Она знала! Юрий Петрович смотрел на нее хмуро, но перечить не мог.
С самого начала Елизавета Алексеевна подмяла молодых супругов под себя, загребла их, точно медведь лапами. Недвижимости за Марьюшкой не дали, приданое ее было малым; у Юрия Петровича дела обстояли еще хуже — Кропотовка мало что была заложена, так еще и о сестрах требовалось думать. Пять сестер. И пошел в дом к жене, под тещину власть, склонив голову. Елизавета Алексеевна была и опытнее, и умнее, и богаче. «Вы только живите, — сказала она молодым в первый же день после свадьбы, — а мать все устроит. Обо всем позабочусь».
И все было: и одежда вовремя вычищена, и трубки набиты, и слуги вежливые, ходят босиком, и выезд в порядке… не было только свободы, да ее и не всегда надобно.
В Москву выехали за несколько месяцев до ожидаемых родов. Тащились по дорогам, подолгу останавливаясь в гостях у знакомых и многочисленных родственников. Лето было на исходе, близкий сентябрь трогал липы вкрадчивым золотым дыханием.
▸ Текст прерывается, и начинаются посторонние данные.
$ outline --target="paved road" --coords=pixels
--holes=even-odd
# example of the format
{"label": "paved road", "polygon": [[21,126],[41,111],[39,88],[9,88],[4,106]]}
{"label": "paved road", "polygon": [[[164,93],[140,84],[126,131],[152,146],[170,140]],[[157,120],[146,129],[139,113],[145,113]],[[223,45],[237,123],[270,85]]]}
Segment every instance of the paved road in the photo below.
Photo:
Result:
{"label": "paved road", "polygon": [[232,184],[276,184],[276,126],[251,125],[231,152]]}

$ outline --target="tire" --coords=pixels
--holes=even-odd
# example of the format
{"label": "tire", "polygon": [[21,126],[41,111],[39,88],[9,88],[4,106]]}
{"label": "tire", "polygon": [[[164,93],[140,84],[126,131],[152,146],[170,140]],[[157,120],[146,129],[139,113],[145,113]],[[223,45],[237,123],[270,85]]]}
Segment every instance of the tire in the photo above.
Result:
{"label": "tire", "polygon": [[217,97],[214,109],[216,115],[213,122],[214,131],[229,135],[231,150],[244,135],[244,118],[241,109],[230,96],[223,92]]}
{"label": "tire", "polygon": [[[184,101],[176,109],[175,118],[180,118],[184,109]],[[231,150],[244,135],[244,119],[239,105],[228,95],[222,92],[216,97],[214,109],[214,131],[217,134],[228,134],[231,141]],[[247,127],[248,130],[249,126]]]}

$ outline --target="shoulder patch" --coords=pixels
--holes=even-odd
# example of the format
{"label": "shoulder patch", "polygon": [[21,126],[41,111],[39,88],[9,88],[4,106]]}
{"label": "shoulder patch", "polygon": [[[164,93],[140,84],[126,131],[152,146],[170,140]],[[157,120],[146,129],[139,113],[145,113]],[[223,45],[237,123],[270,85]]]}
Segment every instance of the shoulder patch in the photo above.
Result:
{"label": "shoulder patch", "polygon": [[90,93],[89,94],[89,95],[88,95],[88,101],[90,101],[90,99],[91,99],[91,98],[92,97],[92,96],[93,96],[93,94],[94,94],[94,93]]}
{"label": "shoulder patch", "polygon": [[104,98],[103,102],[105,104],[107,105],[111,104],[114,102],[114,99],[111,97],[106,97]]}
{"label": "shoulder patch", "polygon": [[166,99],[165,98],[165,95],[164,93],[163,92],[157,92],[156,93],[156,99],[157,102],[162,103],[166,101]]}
Маша глядела тусклым взглядом, не замечая окружающей красоты, и только раз, сорвав при дороге голубой цветок с тонкими, сразу мнущимися лепестками, вдруг заплакала.
Елизавета Алексеевна везла с собой целый воз провизии: по слухам, Москва чрезвычайно изменилась, о былом хлебосольстве там и речи теперь нет и все втридорога. «Небось, когда поджигали, думали только, как француза выкурить, ну а уж после, когда все позади, стали убытки подсчитывать и жалеть…» — говорила она с пониманием, но без всякого одобрения.
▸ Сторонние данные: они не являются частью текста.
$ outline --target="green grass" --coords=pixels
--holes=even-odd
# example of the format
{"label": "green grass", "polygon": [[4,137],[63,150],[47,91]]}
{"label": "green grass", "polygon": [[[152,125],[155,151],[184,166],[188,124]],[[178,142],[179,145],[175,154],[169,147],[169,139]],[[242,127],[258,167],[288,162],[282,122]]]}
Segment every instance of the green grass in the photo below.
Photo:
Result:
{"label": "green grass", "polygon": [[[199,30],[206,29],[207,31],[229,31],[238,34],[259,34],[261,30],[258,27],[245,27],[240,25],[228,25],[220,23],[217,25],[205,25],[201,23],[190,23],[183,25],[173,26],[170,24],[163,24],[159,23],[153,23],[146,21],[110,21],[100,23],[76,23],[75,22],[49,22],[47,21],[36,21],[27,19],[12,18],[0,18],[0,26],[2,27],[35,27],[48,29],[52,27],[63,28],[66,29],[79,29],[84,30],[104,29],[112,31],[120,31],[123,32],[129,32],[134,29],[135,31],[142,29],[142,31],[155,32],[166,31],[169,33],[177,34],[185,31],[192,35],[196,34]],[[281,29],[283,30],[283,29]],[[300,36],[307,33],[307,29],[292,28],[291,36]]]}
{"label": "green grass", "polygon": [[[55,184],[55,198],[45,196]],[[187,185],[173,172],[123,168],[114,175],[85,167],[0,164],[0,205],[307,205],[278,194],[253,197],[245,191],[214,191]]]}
Белокаменная, куда прежде Елизавета Алексеевна непременно хоть раз в году, а приезжала, встретила печально. Воздух полон был, точно хлопьев гари, стаями бесприютных галок, которые утратили свои любимые насесты на колокольнях: «сорок сороков» претерпел существенный урон. Каждый пятый дом стоял пустой, с разбитыми окнами, с высаженными дверями, и народу в Москве сильно поубавилось.
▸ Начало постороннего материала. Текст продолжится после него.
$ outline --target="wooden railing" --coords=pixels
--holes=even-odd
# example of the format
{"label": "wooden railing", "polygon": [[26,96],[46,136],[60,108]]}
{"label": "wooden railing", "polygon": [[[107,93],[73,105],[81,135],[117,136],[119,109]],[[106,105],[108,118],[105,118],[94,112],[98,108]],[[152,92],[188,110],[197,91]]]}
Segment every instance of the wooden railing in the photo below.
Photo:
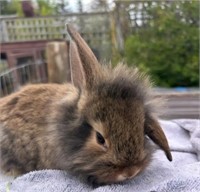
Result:
{"label": "wooden railing", "polygon": [[65,40],[66,23],[73,24],[91,48],[98,51],[99,57],[111,57],[110,13],[73,13],[64,16],[33,18],[1,18],[0,43]]}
Арсеньевские возки тряслись по улицам, местами неузнаваемым. Горы полуобгоревшего, выброшенного во время бегства скарба вдруг оказывались на перекрестке. Кое-где уже расчистили, но казалось, что на улицах до сих пор пахнет пожаром и бедой. От многих деревянных домов остались лишь печи да трубы, да и каменные немало обгорели.
Ближе к центру было получше. Уже почистили и кое-что отстроили. Раннее ненастье витало над городом: осень ворвалась в Москву раньше времени, точно почуяла — не стало стен, способных сдержать ее натиск…
Мальчик родился в ночь на третье октября — слабенький, кривоногий, худенький. Маша, к удивлению матери, разродилась куда легче, чем это можно было предположить, хотя появлению на свет ребенка не слишком, кажется, обрадовалась. Ей показывали живую куклу, и она долго смотрела на непонятное существо, словно пыталась понять — откуда оно взялось. Потом улыбнулась и так и заснула — с улыбкой.
С барским заморышем возилась в первые дни только выписанная из деревни кормилица Лукерья, с полного одобрения Елизаветы Алексеевны. Юрий Петрович, полностью отстраненный женщинами от всех дел, проводил время у знакомых офицеров и снова вернулся к карточной игре.
Доброхоты из числа московских знакомцев пробовали «предупреждать» вдову Арсеньеву о наклонностях зятя, но та оборвала их так решительно, что все поприкусывали языки.
Крестили ребенка только через десять дней после рождения — боялись простудить. Юрий Петрович до последнего считал, что младенца назовут Петром либо Юрием — как было принято в лермонтовском роду, но здесь и жена, и теща обе оказались непреклонны, и мальчика назвали Михайлой, в память деда.
— Не боитесь, Елизавета Алексеевна? — спросил Юрий Петрович тещу, уже потом, тайно от жены.
Та величественно подняла брови:
— Чего я, голубь мой, должна бояться, по-твоему?
— Имя несчастливое.
— С чего это имя Михайлы несчастливое? — еще высокомернее удивилась Елизавета Алексеевна.
— Супруг ваш, говорят, печальной смертью умер, — брякнул Юрий Петрович.